Питер, заикаясь, плел какие-то небылицы: он, право, не может точно сказать.
— Их было много, и они очень скоро уехали.
— Не помню, говорила ли она, что ее муж знаком с тобой, — продолжала фрау Шредер, — но ты его, конечно, не забыл бы. Он не очень похож на американца и держится, как э… э… джентльмен и офицер.
Питер промолчал, не осмеливаясь упомянуть, что спутник миссис Джонсон, по-видимому, не был ей ни мужем, ни родственником.
— Они приедут к нам на следующей неделе, — добавила фрау Шредер. — Я их пригласила.
Так как Питеру редко предоставлялось право голоса в выборе гостей, то он только кротко кивнул.
«Поразительно, — думал он про себя, — как это хорошенькая миссис Джонсон, с такой плохой картой без единого козыря на руках сумела выиграть расположение моей супруги».
На следующей неделе приехала миссис Джонсон; она с томным видом соблаговолила вспомнить Питера, а с его женой вела себя так же непринужденно, как в тот раз с ним самим. Приехал и мистер Джонсон, низенький, тихий, ничем не примечательный человек.
— Вы вряд ли припомните меня по Калифорнии, мистер Шредер, — сказал он, протягивая руку.
Питер вообще вряд ли принял бы его за американца. Трудно представить себе человека более непохожего на тех, с кем он привык иметь дело. Джонсон не походил ни на Фолинсби, ни на старых армейских товарищей, ни на кого из американцев, которых знал Питер, и в то же время безусловно отличался и от любого знакомого ему европейца. Он был так же уверен в себе, как Фолинсби но его непринужденность ничем не напоминала добродушную бесцеремонность первого гостя; мистер Джонсон казался скромным и ненавязчивым, и тем не менее Питер чувствовал, что американец сразу же завладел им, как и Фолинсби. Он хотел было воспротивиться этому и все глядел на рот мистера Джонсона — удивительный рот, в углах которого таилась скрытая, чуть виноватая усмешка, словно человечество всегда было повернуто к нему (мистеру Джонсону) своей комической стороной и только его (мистера Джонсона) снисходительная жалость к оному человечеству не позволяет ему откровенно высказывать это.
— А между тем, — продолжал мистер Джонсон, оглядывая Питера с таким видом, словно тот был забавным проказником, — между тем я много лет прожил в Калифорнии. И, помнится, слышал о вас, о выпавшей вам удаче, о вашей службе в армии и о возвращении сюда. Я знаю многих из ваших друзей. У меня даже такое чувство, что мы с вами давно знакомы.
Таковы были его слова. А в улыбке Питер прочитал еще кое-что: «И в вашей судьбе и характере есть столько смешного… Кто-кто, а уж я-то знаю, но не будем говорить об этом, Питер, ни словечка…»
Сбитый с толку, Питер задал ему несколько вопросов. И был поражен глубокой и разносторонней осведомленностью мистера Джонсона о его делах. Не было человека среди знакомых Питера, не было эпизода из его жизни, о котором снисходительно не упомянул бы мистер Джонсон. Первые компаньоны Питера на золотых приисках, трубач в его полку, пассажир, с которым он делил каюту на пароходе, его банкир и друг в Кельне, даже родственники его супруги — да, да, даже всегда внушавший ему трепет генерал из Кобленца — седьмая вода на киселе — все они были известны Джонсону. И каждый, судя по его характерной усмешке, был по-своему смешон, только он, Джонсон, не считал нужным говорить об этом.

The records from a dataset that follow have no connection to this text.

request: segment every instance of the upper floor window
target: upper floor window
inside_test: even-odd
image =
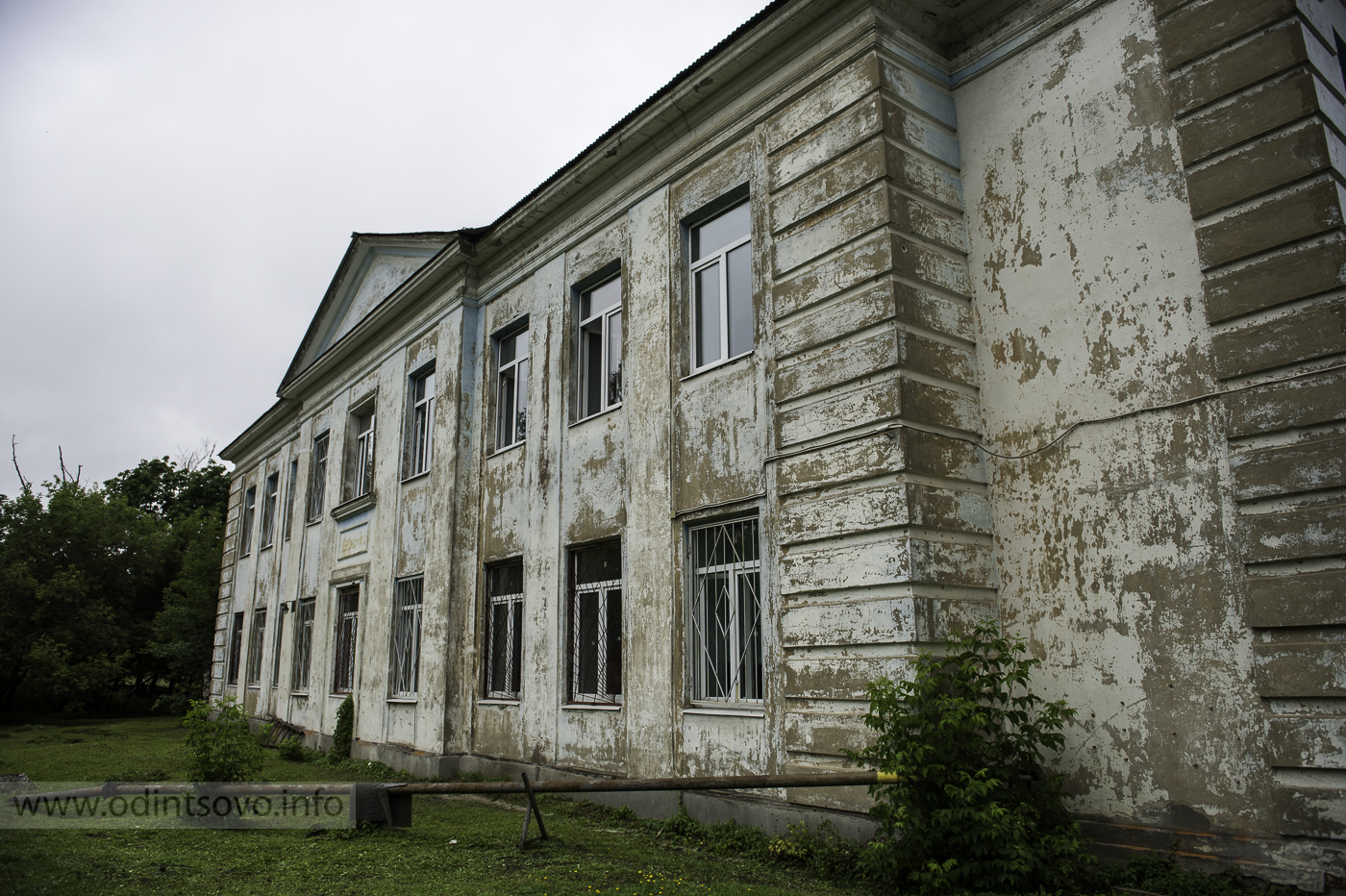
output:
[[[323,492],[327,490],[327,441],[330,433],[314,439],[314,456],[308,464],[308,522],[323,518]]]
[[[689,229],[692,371],[752,351],[752,244],[748,203]]]
[[[580,418],[622,404],[622,277],[580,293]]]
[[[252,525],[257,515],[257,486],[249,486],[244,492],[244,509],[238,515],[238,556],[246,557],[252,552]]]
[[[435,431],[435,369],[411,378],[406,390],[406,453],[402,479],[429,470],[431,441]]]
[[[528,330],[495,338],[495,451],[524,441],[528,424]]]
[[[261,499],[261,546],[271,548],[276,541],[276,505],[280,500],[280,471],[267,476],[267,488]]]

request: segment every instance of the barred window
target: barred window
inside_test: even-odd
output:
[[[261,648],[267,638],[267,611],[253,611],[253,627],[248,632],[248,683],[261,685]]]
[[[572,704],[622,702],[622,545],[571,552]]]
[[[431,443],[435,432],[435,369],[412,377],[408,389],[406,453],[402,479],[429,470]]]
[[[486,697],[518,700],[524,657],[524,561],[486,570]]]
[[[760,701],[762,558],[758,521],[689,530],[692,698]]]
[[[308,521],[323,517],[323,492],[327,488],[327,443],[331,433],[314,439],[314,456],[308,467]]]
[[[355,689],[355,638],[359,634],[359,585],[336,592],[336,631],[332,651],[332,693],[349,694]]]
[[[393,697],[416,697],[420,683],[420,620],[424,604],[424,576],[401,578],[393,589]]]
[[[295,654],[289,659],[289,689],[308,692],[308,666],[314,654],[314,608],[318,601],[307,597],[299,601],[295,613]]]

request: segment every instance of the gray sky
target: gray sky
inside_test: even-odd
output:
[[[227,444],[353,230],[494,221],[765,3],[0,0],[24,475]]]

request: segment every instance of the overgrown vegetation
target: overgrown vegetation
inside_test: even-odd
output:
[[[879,835],[867,874],[922,893],[1070,891],[1092,858],[1043,760],[1074,710],[1028,687],[1022,639],[984,620],[922,654],[909,681],[870,685],[875,743],[852,759],[896,775],[870,788]]]
[[[229,476],[143,460],[0,495],[0,709],[180,713],[210,667]]]

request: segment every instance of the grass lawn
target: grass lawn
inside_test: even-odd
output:
[[[0,774],[186,780],[175,718],[0,725]],[[267,751],[267,780],[386,779]],[[551,839],[518,850],[522,798],[417,796],[409,829],[0,830],[3,893],[857,893],[779,862],[716,853],[592,805],[540,796]],[[533,826],[533,837],[537,827]],[[456,842],[454,842],[456,841]]]

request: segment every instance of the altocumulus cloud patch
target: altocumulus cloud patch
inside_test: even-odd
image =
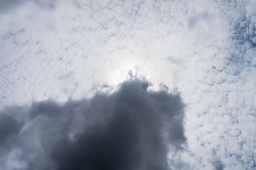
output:
[[[61,104],[52,101],[1,111],[1,169],[170,169],[182,150],[179,94],[147,90],[138,80],[112,94]]]

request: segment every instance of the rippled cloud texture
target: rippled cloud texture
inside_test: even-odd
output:
[[[148,86],[130,80],[112,94],[3,110],[0,168],[170,169],[177,162],[169,152],[186,141],[184,104],[179,94]]]
[[[255,56],[255,0],[0,1],[0,110],[5,110],[0,115],[0,165],[8,170],[51,164],[61,168],[70,157],[60,157],[53,143],[67,148],[63,155],[80,149],[68,140],[89,143],[79,117],[76,125],[63,123],[61,129],[49,121],[66,122],[67,116],[33,115],[24,106],[34,102],[36,110],[51,103],[49,108],[58,111],[68,107],[60,103],[90,99],[97,91],[112,94],[137,77],[152,83],[148,90],[179,92],[186,106],[186,140],[170,139],[171,168],[256,169]],[[7,111],[8,106],[19,112],[12,107]],[[60,129],[70,127],[81,135],[68,132],[67,141],[63,132],[68,131]],[[52,129],[56,132],[48,137]],[[103,138],[99,131],[94,138]],[[7,145],[20,134],[15,147]]]

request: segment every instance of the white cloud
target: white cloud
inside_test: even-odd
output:
[[[92,96],[131,70],[180,91],[195,169],[212,148],[225,169],[255,168],[254,1],[40,2],[0,14],[2,108]]]

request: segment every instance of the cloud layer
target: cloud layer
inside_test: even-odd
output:
[[[1,169],[170,169],[169,152],[186,141],[184,105],[148,86],[129,80],[112,94],[3,110]]]

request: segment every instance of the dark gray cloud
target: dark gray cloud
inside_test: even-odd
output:
[[[19,132],[22,124],[18,122],[11,115],[0,115],[0,144],[5,142],[12,135]]]
[[[186,140],[184,104],[179,94],[149,91],[148,86],[130,80],[112,94],[17,110],[24,123],[21,131],[18,125],[2,128],[15,135],[3,154],[20,149],[15,160],[23,161],[20,169],[169,169],[168,150],[182,150]]]

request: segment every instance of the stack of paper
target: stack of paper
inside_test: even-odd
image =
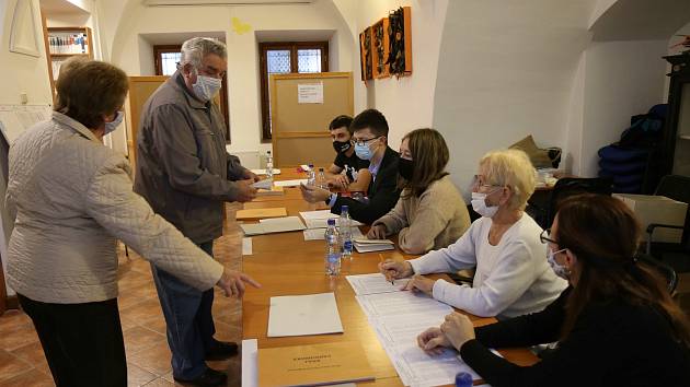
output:
[[[359,306],[402,383],[405,386],[452,385],[459,372],[470,373],[473,379],[479,379],[455,350],[430,355],[417,345],[417,336],[427,328],[440,326],[452,308],[424,294],[388,292],[391,284],[386,285],[381,282],[386,279],[381,278],[354,275],[353,280],[347,279],[350,284],[356,284],[353,285],[356,292],[363,292],[356,296]],[[381,293],[373,293],[379,291]]]
[[[355,239],[355,249],[357,253],[371,253],[371,251],[383,251],[383,250],[392,250],[395,248],[395,244],[390,239],[367,239],[359,238]]]
[[[250,169],[252,173],[254,173],[255,175],[265,175],[266,174],[266,169]],[[280,175],[280,169],[278,168],[273,168],[273,174],[274,175]]]
[[[342,332],[333,293],[271,297],[269,338]]]
[[[269,209],[238,210],[235,219],[240,221],[246,219],[280,218],[286,215],[287,210],[285,209],[285,207],[276,207]]]
[[[262,219],[258,223],[240,224],[240,227],[242,227],[242,231],[244,231],[244,235],[246,236],[301,231],[307,228],[298,216]]]
[[[280,180],[280,181],[275,181],[274,183],[274,185],[276,187],[297,187],[300,184],[307,184],[307,179],[306,178],[300,178],[300,179]]]

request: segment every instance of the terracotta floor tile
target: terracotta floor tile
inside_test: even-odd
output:
[[[158,375],[154,375],[136,364],[127,363],[127,386],[143,386],[157,377]]]
[[[125,351],[127,355],[135,354],[151,347],[168,347],[168,342],[165,341],[165,337],[163,335],[143,327],[137,326],[125,330],[123,333],[125,337]]]
[[[32,368],[4,382],[0,387],[55,387],[53,377]]]
[[[11,332],[0,335],[0,349],[13,351],[20,347],[38,342],[33,324],[23,324]]]
[[[8,351],[0,350],[0,382],[11,379],[32,368],[33,366],[26,361],[14,356]]]
[[[48,366],[48,361],[43,352],[41,342],[34,342],[20,347],[12,351],[12,354],[33,365],[34,368],[43,372],[44,374],[50,375],[50,367]]]
[[[147,348],[131,355],[127,353],[127,361],[150,373],[161,376],[172,371],[170,366],[171,356],[168,341],[164,341],[160,345]]]

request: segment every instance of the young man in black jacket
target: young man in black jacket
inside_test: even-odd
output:
[[[371,184],[363,200],[331,194],[326,189],[300,186],[302,197],[309,202],[324,201],[331,212],[340,214],[348,206],[349,215],[361,223],[371,224],[387,214],[398,202],[398,152],[388,146],[388,122],[381,112],[367,109],[353,120],[353,142],[357,157],[369,161]]]

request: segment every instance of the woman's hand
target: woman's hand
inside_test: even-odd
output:
[[[441,324],[440,330],[458,351],[462,344],[475,338],[474,326],[470,318],[457,312],[446,316],[446,321]]]
[[[440,328],[429,328],[419,333],[419,336],[417,336],[417,344],[429,354],[441,354],[444,348],[452,347]]]
[[[325,201],[331,196],[331,191],[329,191],[327,189],[318,188],[314,186],[306,186],[303,184],[300,184],[299,189],[300,191],[302,191],[302,198],[310,203]]]
[[[220,275],[220,280],[218,280],[218,283],[216,284],[218,288],[222,289],[226,293],[226,297],[232,296],[235,298],[242,298],[245,289],[244,283],[249,283],[254,288],[261,288],[258,282],[254,281],[254,279],[245,273],[229,269],[223,270],[222,275]]]
[[[412,265],[406,260],[399,262],[390,259],[379,263],[379,271],[381,271],[381,274],[386,275],[386,278],[392,279],[407,278],[414,273]]]
[[[434,283],[436,283],[436,280],[429,280],[428,278],[422,275],[414,275],[410,281],[407,281],[403,290],[422,292],[432,295],[432,293],[434,293]]]
[[[386,224],[377,224],[375,226],[371,226],[371,228],[369,228],[369,232],[367,233],[367,238],[384,239],[386,233],[387,233]]]

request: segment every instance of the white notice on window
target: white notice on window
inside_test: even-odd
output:
[[[297,85],[298,104],[323,104],[323,82]]]

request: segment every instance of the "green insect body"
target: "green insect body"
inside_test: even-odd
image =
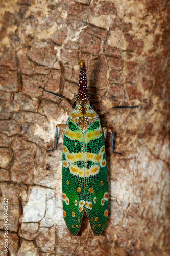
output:
[[[76,235],[85,211],[92,231],[98,236],[108,216],[106,153],[100,119],[90,106],[83,60],[80,67],[76,105],[67,120],[64,136],[63,217],[68,229]]]

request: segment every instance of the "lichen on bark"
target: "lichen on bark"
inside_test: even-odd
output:
[[[1,1],[0,236],[5,197],[10,254],[169,255],[169,8],[165,0]],[[101,117],[122,155],[108,135],[109,214],[98,237],[86,217],[76,237],[65,226],[62,137],[46,150],[69,111],[39,88],[73,103],[81,59],[95,110],[139,105]]]

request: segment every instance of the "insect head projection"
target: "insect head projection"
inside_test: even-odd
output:
[[[99,235],[108,214],[106,153],[100,119],[90,106],[84,61],[80,61],[78,92],[74,109],[64,97],[40,87],[62,99],[72,110],[66,125],[57,125],[55,147],[50,150],[56,149],[58,127],[64,128],[62,199],[65,221],[70,232],[76,235],[85,212],[91,230]],[[105,137],[106,129],[104,134]]]

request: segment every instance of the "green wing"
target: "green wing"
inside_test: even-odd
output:
[[[98,236],[105,225],[108,205],[106,153],[99,121],[95,121],[87,130],[85,142],[86,167],[90,170],[89,177],[85,178],[85,211],[92,231]]]
[[[63,150],[63,216],[70,232],[78,233],[85,208],[83,135],[71,121],[67,123]]]

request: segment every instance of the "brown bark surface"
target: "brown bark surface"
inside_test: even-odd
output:
[[[168,255],[169,1],[1,0],[0,255]],[[109,216],[95,237],[87,218],[70,234],[63,218],[62,138],[85,60],[101,116]],[[8,199],[8,252],[4,251]]]

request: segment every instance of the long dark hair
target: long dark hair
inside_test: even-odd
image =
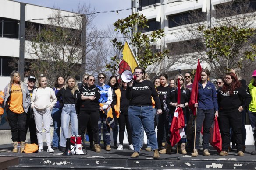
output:
[[[117,80],[117,76],[112,76],[111,77],[110,77],[110,78],[109,79],[109,80],[108,81],[108,83],[107,84],[108,85],[111,86],[110,81],[111,81],[111,80],[113,77],[116,79],[116,82],[115,84],[114,85],[114,86],[113,87],[113,90],[117,90],[118,88],[119,88],[119,84],[118,84],[118,80]]]
[[[227,93],[229,91],[229,94],[232,94],[234,90],[238,88],[241,87],[242,85],[237,77],[234,73],[228,72],[226,73],[226,75],[230,76],[231,78],[233,79],[233,81],[230,86],[227,84],[226,81],[225,81],[222,87],[222,90],[224,93]]]

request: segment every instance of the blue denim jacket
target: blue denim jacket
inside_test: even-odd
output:
[[[213,108],[218,110],[218,101],[215,87],[212,83],[207,81],[204,89],[201,83],[198,82],[198,102],[199,108],[209,110]]]

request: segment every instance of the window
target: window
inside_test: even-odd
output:
[[[206,13],[196,10],[168,17],[169,28],[200,22],[206,20]]]
[[[0,17],[1,23],[0,24],[0,35],[2,37],[19,38],[18,21],[13,19]]]
[[[154,5],[160,2],[160,0],[139,0],[139,7],[144,7],[149,5]]]
[[[149,27],[149,28],[143,28],[142,31],[141,30],[141,28],[139,29],[142,33],[152,31],[161,28],[161,23],[160,22],[156,22],[156,18],[148,20],[147,24]]]
[[[171,55],[181,55],[202,51],[203,43],[198,39],[167,44]]]
[[[1,76],[9,76],[11,73],[18,68],[18,59],[13,57],[0,56],[1,65],[0,65],[0,73]]]

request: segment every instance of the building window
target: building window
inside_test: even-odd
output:
[[[13,57],[0,56],[1,65],[0,71],[1,76],[9,76],[13,70],[17,70],[14,68],[18,68],[18,59]]]
[[[206,21],[206,13],[196,10],[168,16],[169,28]]]
[[[16,39],[19,38],[18,20],[0,17],[0,21],[1,21],[0,24],[0,37]]]
[[[154,5],[156,3],[160,3],[160,0],[139,0],[139,7],[144,7],[151,5]]]
[[[160,22],[156,22],[156,18],[148,20],[147,23],[147,25],[149,27],[149,28],[143,28],[142,30],[140,28],[140,30],[142,33],[153,31],[157,30],[161,28],[161,23]]]

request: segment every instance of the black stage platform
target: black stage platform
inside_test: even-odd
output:
[[[203,156],[203,150],[200,150],[197,157],[192,157],[189,153],[186,155],[172,153],[160,155],[157,160],[152,158],[153,151],[145,150],[139,153],[139,157],[131,159],[130,156],[133,151],[128,148],[128,146],[124,146],[122,151],[112,149],[110,151],[102,149],[101,153],[88,149],[87,154],[67,156],[62,155],[63,153],[59,150],[48,153],[46,146],[41,153],[7,152],[3,149],[11,151],[11,145],[0,145],[0,170],[5,169],[6,166],[8,170],[256,170],[256,156],[250,154],[254,150],[254,146],[246,146],[244,157],[238,156],[235,152],[230,152],[228,156],[220,156],[211,147],[210,156]]]

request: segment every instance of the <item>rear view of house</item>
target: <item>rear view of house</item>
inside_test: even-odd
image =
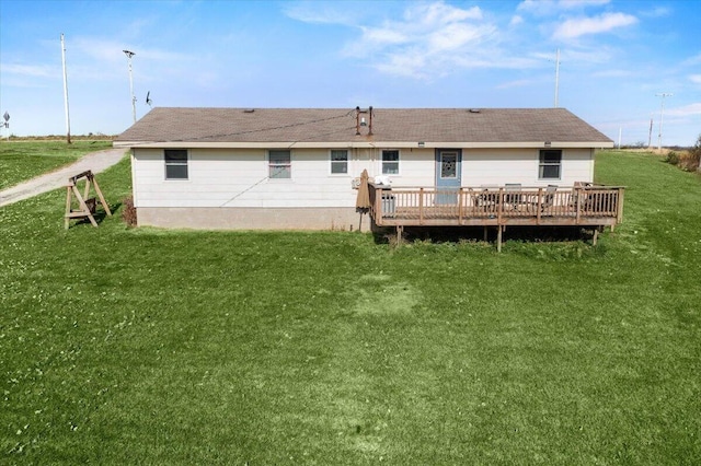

Вероятно, именно впечатление сдержанной силы в сочетании с большой мягкостью манер делало Джонсона таким неотразимым для женщин, и в частности для фрау Шредер. До сих пор ни одному американцу не удалось затронуть точно отрегулированный сердечный механизм этой дамы. Питер только удивлялся, какое влияние сумел этот незнакомец приобрести на семейство фон Химмель. Ведь его усмешка прямо говорила, что генерал фон Химмель слишком много пьет, а его пристрастие к прекрасному полу не раз шокировало семейство и что все это ему, Джонсону, доподлинно известно.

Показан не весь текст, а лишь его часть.